Ластени вобрала в себя слезы, молчание возобновилось, и обе иглы опять заработали.
Короткая, но чреватая угрозой сцена! Обе женщины наклонились над разделяющей их пропастью недоверия и больше в тот день не сказали ни слова. Жестокое молчание вновь и вновь вставало между ними.

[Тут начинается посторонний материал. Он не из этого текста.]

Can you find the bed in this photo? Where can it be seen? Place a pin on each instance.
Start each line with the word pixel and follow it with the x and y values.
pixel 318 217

Это молчание становилось как бы неподвижным. А что может быть печальнее и даже зловещее, чем совместная жизнь, над которой нависло безмолвие? Несмотря на решимость г-жи де Фержоль, боязнь увидеть воочию удерживала ее, и прошло еще несколько безмолвных дней. Но наконец однажды ночью, лежа без сна и размышляя о немоте, которая гнула ее и дочь одну перед другой, под бременем тревоги, с обеих сторон превращавшейся в ужас, г-жа де Фержоль устыдилась своей слабости. «Пусть выказывает трусость она, я – не буду!» – решила та, что была матерью, взяла со стола лампу, которую никогда не гасила, чтобы в часы бессонницы постоянно видеть распятие, висящее над альковом, и, видя его, молиться с еще большим рвением. Только в эту ночь, вместо того чтобы созерцать распятие и молиться, г-жа де Фержоль рывком сдернула его с алькова и унесла с собой, как последнее отчаянное средство против несчастья, которого она искала, зная, что несчастье уже поджидает ее. Нужно немедленно покончить со снедающей ее тревогой! С лампой в одной руке, с распятием в другой, похожая в своих белых ночных одеждах на странное привидение, она вошла в спальню дочери. К счастью, вокруг не было никого, кто мог бы ее увидеть и кого она могла бы привести в ужас. Она сама была воплощенный Ужас! Что собиралась она предпринять?.. Ластени спала почти не дыша и без сновидений, спала тем безжизненным сном, который похож на смерть и охватывает вечером тех, кто много страдал днем. Г-жа де Фержоль подняла лампу выше лица дочери и направила а него свет, дрожавший в ее дрожащей руке. Потом, пустив лампу, она обвела ею вокруг лица своего ребенка, чью болезненную тайну хотела прочесть, воспользовавшись простодушием сна.